Your student debt is weighing on the back of your conscious, and you would feel guilty saving for retirement with this outstanding. You decide to put an additional 10% of your salary towards student loans. You commit that $417 ($50,000 x 0.10 = $5,000/12 = $417) a month making extra payments to pay down your student loans totaling a payment of $911/month ($494 + $417). How about that! You were able to cut your loan term down from 10 years to just 5 years while saving $4,764 in interest!
After paying off your loan in those five short years, you then decide to commit the next five years to put the payments that you used to make towards your student loans ($494) instead towards your 401k, meaning you also receive the company’s offered 3% match ($50,000 x 0.1 = $5,000 + $1,500 = $6,500/12 = $541). This means that every month you’re contributing a total of $1,035 ($494 + $541 = $1,035) towards your retirement.
Assuming a 9.8% year-over-year return over those five years, the long-term average of the S&P 500, your 401k balance is almost $80,000. Not bad! But again, was that the best use of your assets?
Let’s try this double time
After refinancing you pay your normal student loan payment ($494) over 10 years, while at the same time you start contributing 10% plus employer match to your 401k ($541).
Contributing to your 401k while still paying off your student loan puts your 401k balance after ten years at $109,696. This is ultimately almost $30,000 more than if you had paid off your student loans before starting to contribute even at a higher amount ($109,696 – $79,725 = $29,971).
Here’s the real kicker, that money is in a long-term retirement account that can’t be touched until 59.5. Let’s assume you don’t contribute another penny to your 401K after this ten-year experiment. After 25 years your retirement account is now looking quite flush at $1,135,662. Let’s compare that to having waited to contribute to your 401k just five years.
Let that sink in. That is a difference of $310,284.
While there is a strong case to invest in your retirement even with a student loan, financial planning and decisions like this aren’t black and white. Some folks have a higher tolerance for debt. Some have a higher tolerance for market volatility, which would be necessary for an all-stock portfolio until 60. Some might not be able to refinance their loans. As I told my newfound doctor friends before we all hopped on a painfully long flight home, be sure to sit down with a professional to see if prioritizing your 401k or student loans makes more sense for you.

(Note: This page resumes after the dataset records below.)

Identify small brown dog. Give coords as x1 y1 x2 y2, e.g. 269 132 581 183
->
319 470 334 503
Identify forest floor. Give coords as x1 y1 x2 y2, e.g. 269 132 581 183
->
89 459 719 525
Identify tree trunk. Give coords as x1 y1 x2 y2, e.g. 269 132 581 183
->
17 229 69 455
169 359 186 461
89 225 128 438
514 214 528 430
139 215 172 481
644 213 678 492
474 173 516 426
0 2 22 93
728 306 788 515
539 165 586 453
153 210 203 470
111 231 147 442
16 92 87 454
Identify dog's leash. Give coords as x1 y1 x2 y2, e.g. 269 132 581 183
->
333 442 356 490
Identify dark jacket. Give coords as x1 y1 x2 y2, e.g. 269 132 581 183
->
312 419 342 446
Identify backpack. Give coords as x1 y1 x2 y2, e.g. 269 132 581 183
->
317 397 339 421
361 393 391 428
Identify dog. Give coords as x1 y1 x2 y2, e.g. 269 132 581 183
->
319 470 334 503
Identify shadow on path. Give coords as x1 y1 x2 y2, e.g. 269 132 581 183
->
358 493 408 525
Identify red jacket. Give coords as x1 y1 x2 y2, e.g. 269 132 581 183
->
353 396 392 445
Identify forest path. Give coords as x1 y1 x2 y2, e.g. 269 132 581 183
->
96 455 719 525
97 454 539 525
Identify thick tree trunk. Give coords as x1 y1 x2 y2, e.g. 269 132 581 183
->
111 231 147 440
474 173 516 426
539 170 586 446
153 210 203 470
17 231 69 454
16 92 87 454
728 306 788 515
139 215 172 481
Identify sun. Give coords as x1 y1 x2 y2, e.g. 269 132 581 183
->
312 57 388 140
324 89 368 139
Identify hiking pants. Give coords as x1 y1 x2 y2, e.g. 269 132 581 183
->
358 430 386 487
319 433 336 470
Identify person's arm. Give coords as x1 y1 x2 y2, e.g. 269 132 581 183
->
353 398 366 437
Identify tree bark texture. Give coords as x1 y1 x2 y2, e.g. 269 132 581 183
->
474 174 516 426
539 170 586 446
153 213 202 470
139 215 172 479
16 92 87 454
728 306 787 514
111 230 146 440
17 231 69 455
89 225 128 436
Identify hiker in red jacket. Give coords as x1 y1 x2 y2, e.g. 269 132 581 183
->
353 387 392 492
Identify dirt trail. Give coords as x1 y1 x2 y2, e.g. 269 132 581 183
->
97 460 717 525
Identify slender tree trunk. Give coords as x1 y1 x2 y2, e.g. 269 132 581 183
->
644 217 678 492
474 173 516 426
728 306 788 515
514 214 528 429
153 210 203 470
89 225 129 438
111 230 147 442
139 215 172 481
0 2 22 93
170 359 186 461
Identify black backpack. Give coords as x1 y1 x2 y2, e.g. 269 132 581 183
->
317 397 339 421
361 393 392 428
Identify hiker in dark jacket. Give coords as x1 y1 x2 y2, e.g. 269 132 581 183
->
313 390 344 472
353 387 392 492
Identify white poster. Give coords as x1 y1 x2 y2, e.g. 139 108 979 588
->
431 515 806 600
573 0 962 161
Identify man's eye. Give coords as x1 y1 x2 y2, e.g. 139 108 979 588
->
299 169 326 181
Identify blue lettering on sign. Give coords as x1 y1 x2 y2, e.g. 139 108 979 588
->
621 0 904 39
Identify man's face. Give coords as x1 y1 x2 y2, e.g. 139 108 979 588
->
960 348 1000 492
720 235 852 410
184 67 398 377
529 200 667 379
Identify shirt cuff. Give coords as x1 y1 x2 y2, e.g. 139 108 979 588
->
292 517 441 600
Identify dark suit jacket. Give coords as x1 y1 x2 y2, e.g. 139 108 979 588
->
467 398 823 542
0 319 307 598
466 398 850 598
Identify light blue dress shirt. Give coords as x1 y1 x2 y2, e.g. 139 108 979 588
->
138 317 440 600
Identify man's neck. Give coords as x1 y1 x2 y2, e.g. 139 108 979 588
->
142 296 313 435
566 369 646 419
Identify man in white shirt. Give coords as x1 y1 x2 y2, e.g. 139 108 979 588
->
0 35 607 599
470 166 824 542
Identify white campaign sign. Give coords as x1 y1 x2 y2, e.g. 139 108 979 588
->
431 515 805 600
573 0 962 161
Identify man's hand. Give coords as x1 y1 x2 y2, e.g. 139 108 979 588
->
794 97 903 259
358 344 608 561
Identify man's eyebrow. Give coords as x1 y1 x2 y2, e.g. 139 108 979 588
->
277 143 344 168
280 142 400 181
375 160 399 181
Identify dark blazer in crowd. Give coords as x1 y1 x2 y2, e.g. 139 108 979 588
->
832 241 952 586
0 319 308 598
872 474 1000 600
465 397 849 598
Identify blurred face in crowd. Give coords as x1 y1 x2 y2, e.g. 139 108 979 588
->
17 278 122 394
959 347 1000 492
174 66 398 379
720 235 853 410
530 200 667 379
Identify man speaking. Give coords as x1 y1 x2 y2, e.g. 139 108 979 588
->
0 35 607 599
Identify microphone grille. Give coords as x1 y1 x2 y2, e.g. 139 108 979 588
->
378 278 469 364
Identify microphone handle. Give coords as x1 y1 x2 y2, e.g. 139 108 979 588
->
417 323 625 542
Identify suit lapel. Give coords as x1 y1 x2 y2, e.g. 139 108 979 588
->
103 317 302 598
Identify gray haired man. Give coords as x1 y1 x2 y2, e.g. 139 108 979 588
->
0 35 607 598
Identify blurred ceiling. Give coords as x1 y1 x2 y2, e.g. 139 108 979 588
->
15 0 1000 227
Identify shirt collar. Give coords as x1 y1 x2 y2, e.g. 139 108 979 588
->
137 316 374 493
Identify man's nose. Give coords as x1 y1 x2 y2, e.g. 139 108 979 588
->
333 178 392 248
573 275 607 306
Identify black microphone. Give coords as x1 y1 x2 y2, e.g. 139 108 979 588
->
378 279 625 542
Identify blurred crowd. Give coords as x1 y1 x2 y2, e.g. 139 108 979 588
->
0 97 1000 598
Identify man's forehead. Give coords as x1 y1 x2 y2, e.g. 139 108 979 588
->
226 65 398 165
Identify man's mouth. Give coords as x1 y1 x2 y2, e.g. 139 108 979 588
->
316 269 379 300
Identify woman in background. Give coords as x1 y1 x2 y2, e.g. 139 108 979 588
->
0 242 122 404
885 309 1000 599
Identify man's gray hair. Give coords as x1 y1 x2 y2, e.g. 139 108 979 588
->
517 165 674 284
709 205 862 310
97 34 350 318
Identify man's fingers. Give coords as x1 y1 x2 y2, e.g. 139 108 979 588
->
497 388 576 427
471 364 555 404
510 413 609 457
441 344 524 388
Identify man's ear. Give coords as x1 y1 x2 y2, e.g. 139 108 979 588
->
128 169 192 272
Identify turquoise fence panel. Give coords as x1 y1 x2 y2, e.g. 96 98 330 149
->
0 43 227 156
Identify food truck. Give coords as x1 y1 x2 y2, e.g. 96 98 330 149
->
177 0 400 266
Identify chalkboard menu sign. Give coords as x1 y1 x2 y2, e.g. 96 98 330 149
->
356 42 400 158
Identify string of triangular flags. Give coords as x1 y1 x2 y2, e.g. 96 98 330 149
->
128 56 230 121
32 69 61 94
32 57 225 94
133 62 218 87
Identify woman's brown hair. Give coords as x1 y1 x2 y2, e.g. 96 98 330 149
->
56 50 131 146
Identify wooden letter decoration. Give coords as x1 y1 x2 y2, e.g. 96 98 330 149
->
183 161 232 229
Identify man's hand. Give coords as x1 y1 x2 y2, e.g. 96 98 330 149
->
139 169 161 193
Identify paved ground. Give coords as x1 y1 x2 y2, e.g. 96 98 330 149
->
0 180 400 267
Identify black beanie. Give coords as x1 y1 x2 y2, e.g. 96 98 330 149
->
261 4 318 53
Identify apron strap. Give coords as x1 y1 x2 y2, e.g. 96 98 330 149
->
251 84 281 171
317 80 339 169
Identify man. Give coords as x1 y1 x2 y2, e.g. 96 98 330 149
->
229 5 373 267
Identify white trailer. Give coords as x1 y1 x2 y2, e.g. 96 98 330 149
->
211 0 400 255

This information is provided to you as a resource for informational purposes only and should not be viewed as investment advice or recommendations. Investing involves risk, including the possible loss of principal. There is no guarantee offered that investment return, yield, or performance will be achieved. There will be periods of performance fluctuations, including periods of negative returns. Past performance is not indicative of future results when considering any investment vehicle. This information is being presented without consideration of the investment objectives, risk tolerance, or financial circumstances of any specific investor and might not be suitable for all investors. This information is not intended to, and should not, form a primary basis for any investment decision that you may make. Always consult your own legal, tax, or investment advisor before making any investment/tax/estate/financial planning considerations or decisions. Please note this piece we used the S&P500 instead of the normal “conservative” return as this article is geared towards a younger investor likely investing in the S&P500 as opposed to a typical income portfolio.